IT has been 36 years since the Ash Wednesday fires in South Australia.
The biggest bushfire before that in our district was in 1956.
With fires raging on the east coast, I cannot help but think about how vulnerable we may be here again over the coming months.
Fire is a part of this continent’s story.
However, I never want to experience another day like the one here in 1983.
The chaos of tragedy did lead to updated approaches to vegetation under power lines and procedures in schools and their management of students have been refined.
Firefighting trucks, equipment and uniforms have developed in sophistication.
Nevertheless, I look at how close pines have been planted to the Mount Burr township over the years.
Whoever made the decision to instigate such plantings may well have not even been born in 1983.
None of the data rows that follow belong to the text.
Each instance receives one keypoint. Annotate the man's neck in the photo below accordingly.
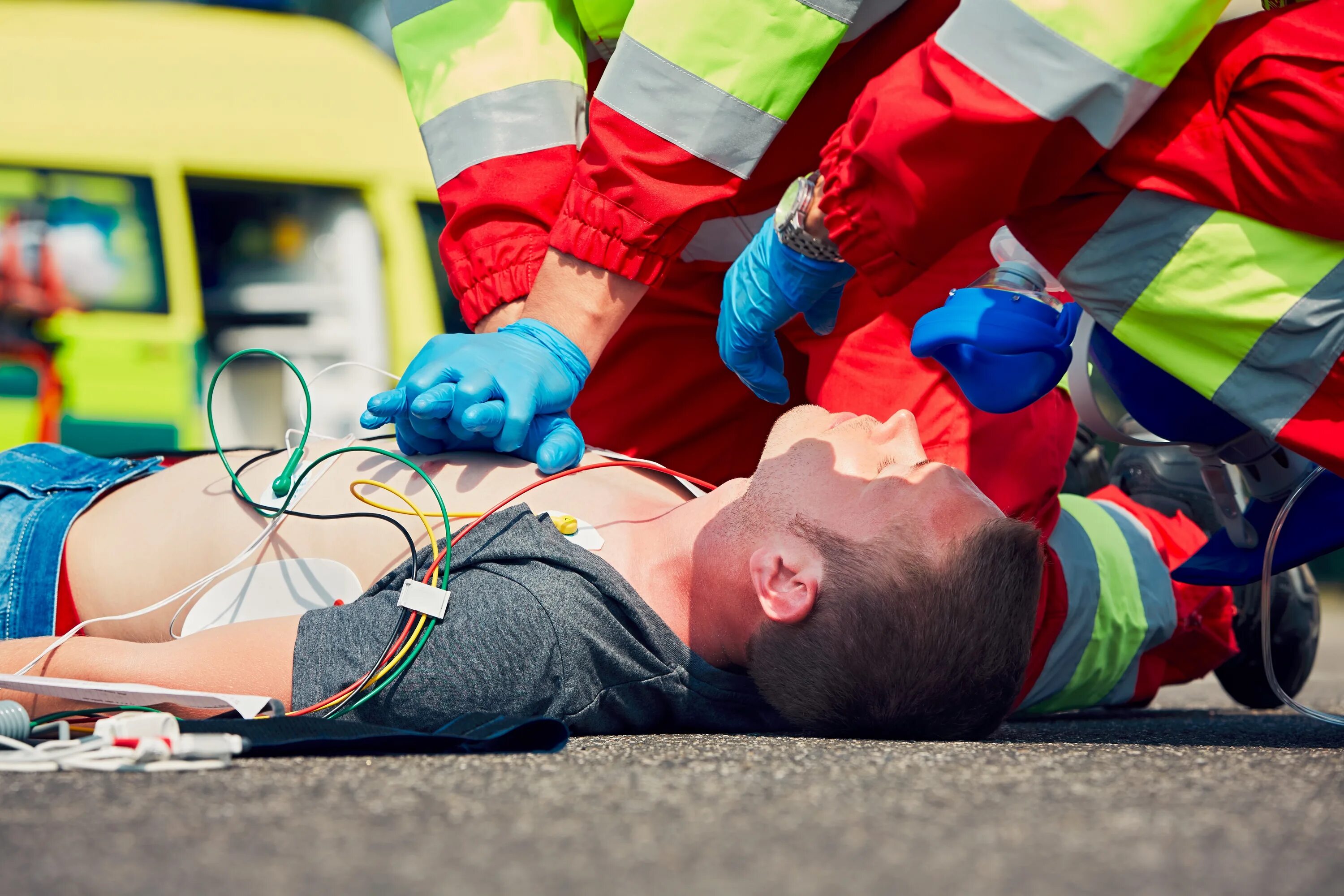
(686, 575)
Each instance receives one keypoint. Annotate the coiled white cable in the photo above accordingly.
(1266, 594)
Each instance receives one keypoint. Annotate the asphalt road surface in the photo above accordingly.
(1190, 797)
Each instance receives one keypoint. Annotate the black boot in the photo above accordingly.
(1086, 469)
(1167, 480)
(1295, 630)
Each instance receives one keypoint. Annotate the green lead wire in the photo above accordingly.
(299, 452)
(392, 676)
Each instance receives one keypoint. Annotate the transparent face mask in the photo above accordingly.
(1018, 277)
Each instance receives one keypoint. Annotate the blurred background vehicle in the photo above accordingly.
(179, 182)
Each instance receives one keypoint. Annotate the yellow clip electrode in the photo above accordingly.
(565, 523)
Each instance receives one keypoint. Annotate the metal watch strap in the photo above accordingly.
(789, 224)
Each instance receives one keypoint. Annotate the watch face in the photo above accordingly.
(784, 211)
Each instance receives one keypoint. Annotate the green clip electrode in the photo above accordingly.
(285, 481)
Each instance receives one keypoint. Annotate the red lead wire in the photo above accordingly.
(639, 465)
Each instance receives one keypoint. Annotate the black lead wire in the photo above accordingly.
(410, 542)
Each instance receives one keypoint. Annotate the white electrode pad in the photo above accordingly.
(275, 589)
(586, 536)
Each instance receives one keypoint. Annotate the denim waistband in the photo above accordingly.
(43, 488)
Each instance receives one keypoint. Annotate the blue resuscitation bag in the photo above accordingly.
(1003, 339)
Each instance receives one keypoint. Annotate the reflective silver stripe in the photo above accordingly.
(722, 240)
(1140, 238)
(1082, 578)
(686, 109)
(1155, 587)
(1291, 361)
(838, 10)
(870, 14)
(400, 11)
(504, 123)
(1043, 70)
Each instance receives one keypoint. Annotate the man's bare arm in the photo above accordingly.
(249, 657)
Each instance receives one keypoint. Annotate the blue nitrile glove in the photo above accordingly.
(767, 287)
(471, 392)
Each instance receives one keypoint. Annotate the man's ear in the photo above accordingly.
(785, 577)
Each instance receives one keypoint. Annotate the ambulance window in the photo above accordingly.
(88, 240)
(296, 269)
(433, 222)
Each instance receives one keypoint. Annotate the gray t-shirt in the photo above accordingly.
(537, 626)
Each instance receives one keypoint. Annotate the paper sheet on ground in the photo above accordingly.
(132, 695)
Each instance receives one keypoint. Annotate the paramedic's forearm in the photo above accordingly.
(502, 316)
(584, 302)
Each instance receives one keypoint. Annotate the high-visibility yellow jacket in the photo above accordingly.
(693, 95)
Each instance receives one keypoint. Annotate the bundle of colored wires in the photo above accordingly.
(413, 629)
(418, 630)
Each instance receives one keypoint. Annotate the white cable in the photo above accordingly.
(367, 367)
(1266, 599)
(195, 586)
(289, 449)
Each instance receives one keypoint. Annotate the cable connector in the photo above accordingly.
(424, 598)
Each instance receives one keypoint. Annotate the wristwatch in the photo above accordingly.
(791, 217)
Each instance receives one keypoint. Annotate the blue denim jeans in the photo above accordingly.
(43, 488)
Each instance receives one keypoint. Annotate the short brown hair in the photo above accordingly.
(898, 646)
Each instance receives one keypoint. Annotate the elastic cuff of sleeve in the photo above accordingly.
(597, 230)
(862, 238)
(556, 343)
(496, 275)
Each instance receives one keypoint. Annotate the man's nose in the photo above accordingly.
(900, 431)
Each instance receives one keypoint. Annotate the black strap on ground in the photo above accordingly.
(307, 737)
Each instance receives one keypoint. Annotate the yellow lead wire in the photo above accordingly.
(392, 664)
(414, 511)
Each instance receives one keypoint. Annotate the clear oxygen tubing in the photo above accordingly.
(1266, 593)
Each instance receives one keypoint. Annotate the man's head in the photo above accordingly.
(896, 599)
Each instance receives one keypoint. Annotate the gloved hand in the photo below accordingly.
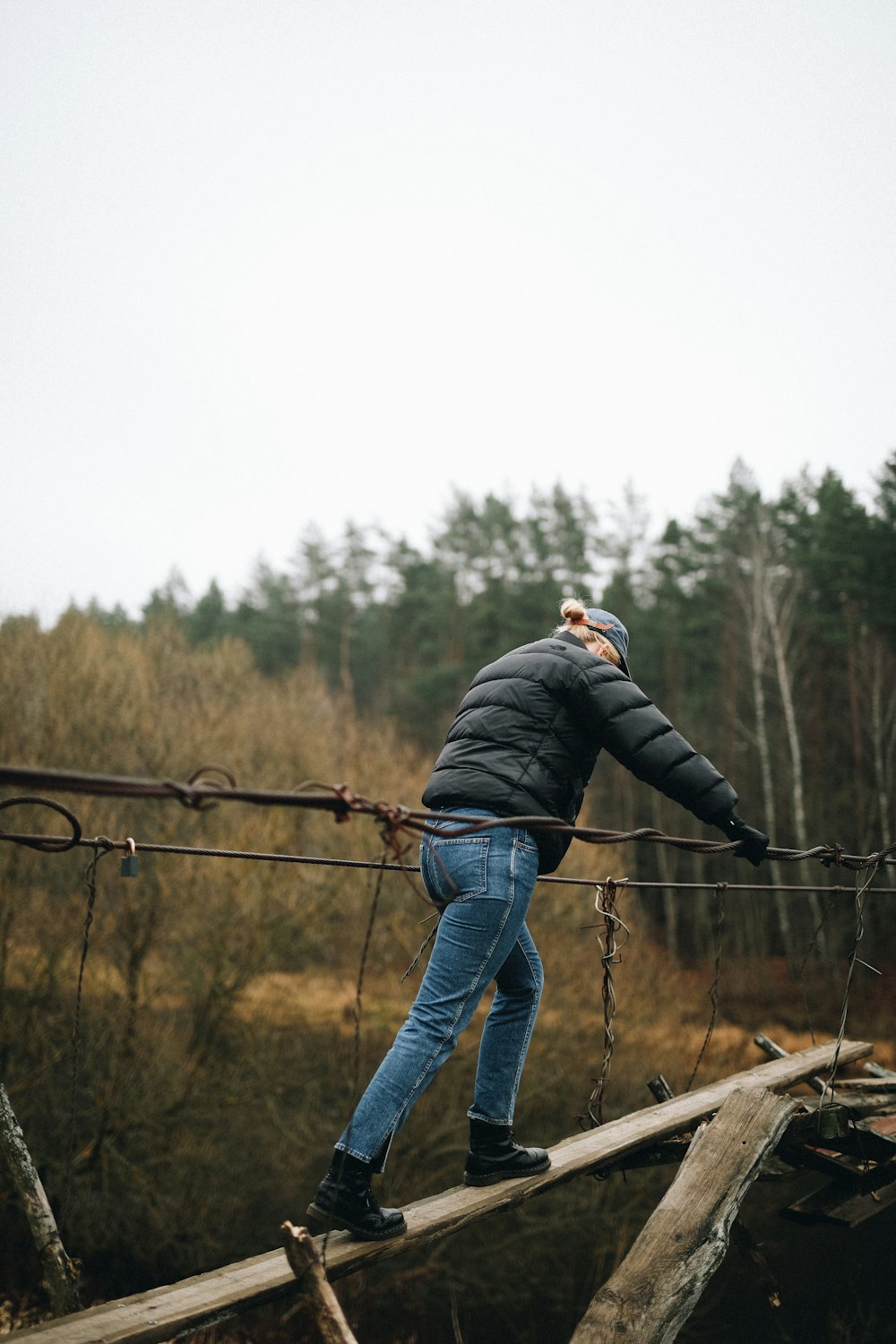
(753, 843)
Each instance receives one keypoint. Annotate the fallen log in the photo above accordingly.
(322, 1309)
(163, 1312)
(659, 1284)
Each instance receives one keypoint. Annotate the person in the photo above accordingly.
(522, 744)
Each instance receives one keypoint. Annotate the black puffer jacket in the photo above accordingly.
(530, 726)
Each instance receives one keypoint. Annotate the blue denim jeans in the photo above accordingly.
(485, 883)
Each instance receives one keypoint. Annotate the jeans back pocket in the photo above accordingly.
(454, 867)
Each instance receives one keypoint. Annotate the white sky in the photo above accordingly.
(268, 263)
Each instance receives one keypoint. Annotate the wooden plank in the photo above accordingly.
(653, 1292)
(844, 1201)
(319, 1304)
(163, 1312)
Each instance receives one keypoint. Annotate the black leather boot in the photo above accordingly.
(495, 1156)
(344, 1199)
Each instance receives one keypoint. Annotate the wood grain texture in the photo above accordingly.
(662, 1277)
(163, 1312)
(317, 1303)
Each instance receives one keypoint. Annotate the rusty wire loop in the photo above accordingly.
(340, 800)
(610, 956)
(46, 844)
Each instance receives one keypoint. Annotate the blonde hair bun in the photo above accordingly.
(573, 609)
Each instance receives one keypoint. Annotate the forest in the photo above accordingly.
(185, 1101)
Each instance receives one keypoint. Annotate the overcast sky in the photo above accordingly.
(269, 263)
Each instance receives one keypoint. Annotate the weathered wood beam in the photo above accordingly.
(319, 1304)
(164, 1312)
(59, 1277)
(659, 1281)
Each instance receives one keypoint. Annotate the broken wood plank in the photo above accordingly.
(59, 1277)
(163, 1312)
(659, 1281)
(320, 1304)
(844, 1201)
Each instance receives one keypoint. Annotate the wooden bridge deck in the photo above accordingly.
(166, 1312)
I was a teacher at Millicent High School on Ash Wednesday in 1983 and I will never forget the flames roaring across the Mount Burr range.
Buses did not run on a number of routes and we held students at the school until well into the night.
We are not in drought and cool and damp weather has persisted to the late weeks of spring.
There is some good in this agriculturally, but the fuel load over the hottest months will be substantial.
We are urged to have a bushfire plan – what each household will do, will we stay and defend or leave and if so, where will we go?
I suspect few actually make such a plan.
Those who experienced Ash Wednesday in 1983 and lost family members, homes or stock may do so.
A degree of complacency has enveloped many.
It may still be green now but this will not last.
In the rage of a bushfire, it will be too late to make a plan.